Injury is a pretty broad subject, so my take is: Make sure your coaches know what they're talking about. From there, make sure you understand what they're talking about. Then, make sure you follow through and don't let your ego get in the way of performing what they're talking about. And if you're doing it right, you'll still get aches and pains.
But what does it all mean?
I've found that CrossFit is not for everyone. Just like basketball is not for everyone. Just like skiing is not for everyone. Just like black licorice is the worst candy ever created.
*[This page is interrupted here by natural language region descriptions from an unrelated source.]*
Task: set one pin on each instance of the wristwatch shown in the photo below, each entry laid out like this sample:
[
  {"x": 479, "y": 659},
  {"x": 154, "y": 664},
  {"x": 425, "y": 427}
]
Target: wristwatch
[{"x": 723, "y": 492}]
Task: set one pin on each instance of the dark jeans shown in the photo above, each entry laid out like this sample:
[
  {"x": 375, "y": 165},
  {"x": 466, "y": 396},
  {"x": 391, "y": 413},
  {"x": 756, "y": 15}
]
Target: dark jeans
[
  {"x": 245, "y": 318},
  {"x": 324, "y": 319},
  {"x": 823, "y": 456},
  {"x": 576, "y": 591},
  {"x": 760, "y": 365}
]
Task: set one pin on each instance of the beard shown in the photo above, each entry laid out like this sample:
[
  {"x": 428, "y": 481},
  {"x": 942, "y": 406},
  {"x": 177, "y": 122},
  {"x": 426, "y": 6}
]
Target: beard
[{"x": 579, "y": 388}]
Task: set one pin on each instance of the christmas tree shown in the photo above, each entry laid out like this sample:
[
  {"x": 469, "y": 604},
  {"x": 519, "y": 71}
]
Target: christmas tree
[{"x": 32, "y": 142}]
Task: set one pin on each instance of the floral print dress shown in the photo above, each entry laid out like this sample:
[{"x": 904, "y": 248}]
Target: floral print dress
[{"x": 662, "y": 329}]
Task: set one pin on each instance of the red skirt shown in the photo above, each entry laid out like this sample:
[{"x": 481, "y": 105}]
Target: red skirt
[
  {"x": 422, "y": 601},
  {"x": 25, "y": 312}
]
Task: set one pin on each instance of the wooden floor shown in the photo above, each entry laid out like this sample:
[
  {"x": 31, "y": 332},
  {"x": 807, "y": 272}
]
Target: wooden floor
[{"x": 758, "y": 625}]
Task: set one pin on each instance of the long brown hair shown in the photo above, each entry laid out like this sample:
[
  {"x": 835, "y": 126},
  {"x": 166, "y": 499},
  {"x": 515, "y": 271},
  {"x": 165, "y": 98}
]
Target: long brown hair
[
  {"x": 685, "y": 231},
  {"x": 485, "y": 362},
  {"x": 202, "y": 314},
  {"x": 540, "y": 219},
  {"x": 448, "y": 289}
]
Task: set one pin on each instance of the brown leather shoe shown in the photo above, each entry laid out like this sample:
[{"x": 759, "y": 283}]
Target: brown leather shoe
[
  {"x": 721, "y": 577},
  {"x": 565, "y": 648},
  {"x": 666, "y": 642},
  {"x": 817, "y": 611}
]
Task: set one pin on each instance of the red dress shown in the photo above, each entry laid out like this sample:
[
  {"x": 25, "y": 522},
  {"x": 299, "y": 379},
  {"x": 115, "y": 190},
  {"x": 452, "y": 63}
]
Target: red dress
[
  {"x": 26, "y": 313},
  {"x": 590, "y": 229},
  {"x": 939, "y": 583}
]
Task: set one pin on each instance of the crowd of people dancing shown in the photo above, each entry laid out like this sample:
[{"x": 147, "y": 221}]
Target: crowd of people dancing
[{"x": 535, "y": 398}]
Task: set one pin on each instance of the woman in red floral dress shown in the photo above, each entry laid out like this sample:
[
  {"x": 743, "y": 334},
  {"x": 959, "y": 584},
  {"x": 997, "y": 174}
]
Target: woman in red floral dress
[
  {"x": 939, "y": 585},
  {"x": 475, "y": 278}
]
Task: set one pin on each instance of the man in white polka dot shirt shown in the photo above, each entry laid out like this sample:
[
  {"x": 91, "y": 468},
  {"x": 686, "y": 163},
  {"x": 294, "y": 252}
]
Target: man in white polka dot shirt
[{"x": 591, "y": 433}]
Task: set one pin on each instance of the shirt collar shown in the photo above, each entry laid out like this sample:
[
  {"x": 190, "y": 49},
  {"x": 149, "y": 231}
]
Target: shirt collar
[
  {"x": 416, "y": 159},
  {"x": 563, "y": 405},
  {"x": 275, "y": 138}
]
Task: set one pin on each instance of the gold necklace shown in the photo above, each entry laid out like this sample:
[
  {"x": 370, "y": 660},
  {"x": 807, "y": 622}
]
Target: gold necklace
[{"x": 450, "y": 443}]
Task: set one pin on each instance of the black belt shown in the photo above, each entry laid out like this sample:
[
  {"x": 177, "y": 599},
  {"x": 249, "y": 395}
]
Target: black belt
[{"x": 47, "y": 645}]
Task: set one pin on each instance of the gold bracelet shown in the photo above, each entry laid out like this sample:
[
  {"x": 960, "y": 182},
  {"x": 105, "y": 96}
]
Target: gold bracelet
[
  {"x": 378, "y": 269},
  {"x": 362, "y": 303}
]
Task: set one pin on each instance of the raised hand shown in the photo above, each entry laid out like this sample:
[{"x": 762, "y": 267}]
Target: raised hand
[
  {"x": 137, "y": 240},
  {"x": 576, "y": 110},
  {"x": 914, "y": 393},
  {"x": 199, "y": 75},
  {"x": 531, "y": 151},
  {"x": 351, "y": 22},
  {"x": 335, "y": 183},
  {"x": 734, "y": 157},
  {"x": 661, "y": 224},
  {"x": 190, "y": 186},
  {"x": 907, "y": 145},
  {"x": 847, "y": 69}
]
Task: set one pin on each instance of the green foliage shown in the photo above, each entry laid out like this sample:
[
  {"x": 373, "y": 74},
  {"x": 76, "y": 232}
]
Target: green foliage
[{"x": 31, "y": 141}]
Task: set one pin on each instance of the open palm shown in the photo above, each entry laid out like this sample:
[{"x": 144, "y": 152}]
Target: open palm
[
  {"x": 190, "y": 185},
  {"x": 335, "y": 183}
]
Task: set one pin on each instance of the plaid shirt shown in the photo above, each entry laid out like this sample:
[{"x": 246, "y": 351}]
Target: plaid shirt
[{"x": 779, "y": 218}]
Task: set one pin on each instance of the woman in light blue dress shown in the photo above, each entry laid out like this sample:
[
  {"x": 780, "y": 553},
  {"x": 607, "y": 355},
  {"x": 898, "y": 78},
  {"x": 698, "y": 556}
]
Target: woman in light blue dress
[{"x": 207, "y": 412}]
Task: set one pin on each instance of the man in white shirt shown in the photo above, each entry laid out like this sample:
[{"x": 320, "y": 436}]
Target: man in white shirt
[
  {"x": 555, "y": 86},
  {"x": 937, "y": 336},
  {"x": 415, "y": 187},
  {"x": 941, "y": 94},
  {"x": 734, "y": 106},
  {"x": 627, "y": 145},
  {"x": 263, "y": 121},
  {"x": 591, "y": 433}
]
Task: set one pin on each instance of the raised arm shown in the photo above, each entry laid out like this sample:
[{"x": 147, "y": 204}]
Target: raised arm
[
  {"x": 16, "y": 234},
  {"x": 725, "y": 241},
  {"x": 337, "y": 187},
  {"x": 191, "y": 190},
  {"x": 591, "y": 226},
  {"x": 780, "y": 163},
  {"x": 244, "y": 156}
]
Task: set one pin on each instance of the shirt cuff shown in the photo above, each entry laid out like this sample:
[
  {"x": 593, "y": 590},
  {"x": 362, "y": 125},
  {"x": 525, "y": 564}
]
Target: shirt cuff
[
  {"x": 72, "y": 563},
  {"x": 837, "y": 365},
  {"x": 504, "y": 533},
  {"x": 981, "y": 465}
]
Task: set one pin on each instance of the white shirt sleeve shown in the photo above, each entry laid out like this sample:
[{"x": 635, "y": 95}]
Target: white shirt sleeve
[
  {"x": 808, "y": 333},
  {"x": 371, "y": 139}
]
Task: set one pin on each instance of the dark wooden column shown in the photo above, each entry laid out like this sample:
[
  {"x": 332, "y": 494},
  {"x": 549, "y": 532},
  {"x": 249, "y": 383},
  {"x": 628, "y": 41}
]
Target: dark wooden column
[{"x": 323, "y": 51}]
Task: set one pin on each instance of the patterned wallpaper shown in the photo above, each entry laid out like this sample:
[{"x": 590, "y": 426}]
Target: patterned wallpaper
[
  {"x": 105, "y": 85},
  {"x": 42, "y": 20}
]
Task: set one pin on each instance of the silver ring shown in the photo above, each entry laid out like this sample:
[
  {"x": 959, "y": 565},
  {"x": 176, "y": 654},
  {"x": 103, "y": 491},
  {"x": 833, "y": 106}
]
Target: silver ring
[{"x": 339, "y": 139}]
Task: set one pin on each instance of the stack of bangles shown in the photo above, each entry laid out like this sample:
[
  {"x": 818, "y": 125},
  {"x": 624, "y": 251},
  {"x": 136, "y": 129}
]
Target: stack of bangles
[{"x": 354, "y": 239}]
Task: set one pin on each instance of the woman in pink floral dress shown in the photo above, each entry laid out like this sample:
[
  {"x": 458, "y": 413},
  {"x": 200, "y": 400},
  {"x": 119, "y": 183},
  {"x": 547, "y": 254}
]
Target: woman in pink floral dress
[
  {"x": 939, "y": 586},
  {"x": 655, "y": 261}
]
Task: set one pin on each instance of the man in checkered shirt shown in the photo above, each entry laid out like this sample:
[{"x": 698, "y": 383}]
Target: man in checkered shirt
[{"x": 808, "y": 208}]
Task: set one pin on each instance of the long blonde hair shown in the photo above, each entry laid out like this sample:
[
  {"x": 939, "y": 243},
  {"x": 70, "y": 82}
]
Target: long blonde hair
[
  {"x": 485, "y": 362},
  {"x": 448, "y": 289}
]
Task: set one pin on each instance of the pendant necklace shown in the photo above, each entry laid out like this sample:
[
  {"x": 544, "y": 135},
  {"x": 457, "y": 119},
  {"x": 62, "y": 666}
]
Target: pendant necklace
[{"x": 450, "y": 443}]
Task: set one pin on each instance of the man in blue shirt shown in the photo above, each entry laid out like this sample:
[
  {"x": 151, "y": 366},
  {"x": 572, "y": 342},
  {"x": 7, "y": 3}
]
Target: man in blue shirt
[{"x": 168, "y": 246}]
For me, my CrossFit gym is a social gathering place. It's a venue to enjoy the company of some seriously hilarious and ridiculous folks that I may have never met through any other means. In a world of work relationships and Facebook acquaintances it's nice to find that kind of opportunity in a common interest.
It's also a place I go to play around. "Play" is a thing so many of us have lost touch with that we forget how much fun it was when we were kids. Monkey bars are much more difficult than you remember. So is jumping rope, dodgeball, tag, and all the other physical activities we used to do in gym class. And while they're much more labored than you recall, they're equally as awesome.
It's also a challenging environment. It's a place I go to push myself mentally and physically, to limits I would never choose to go in any other comfortable setting. You quickly find out if you've gotten enough sleep or have been paying attention to your nutrition. I never truly understood the value of a good night's sleep or a well-balanced meal until I started recording my performance and quantifying what a weekend of drinking looks like during a workout.
And while CrossFit may not be right for everyone, it may very well be right for you. You'll never find out if you try and experience it through the twisted pages of the Interweb, so be wary of creating an opinion based solely on the belligerent works of Internet trolls and squabble peddlers. Find a qualified affiliate close to home and give it a shot. If in the end, you're not a fan and dislike the approach, just make sure to write a combative and venomous post about it (I'd suggest a misleading title like the above). I'll see you in the comments section.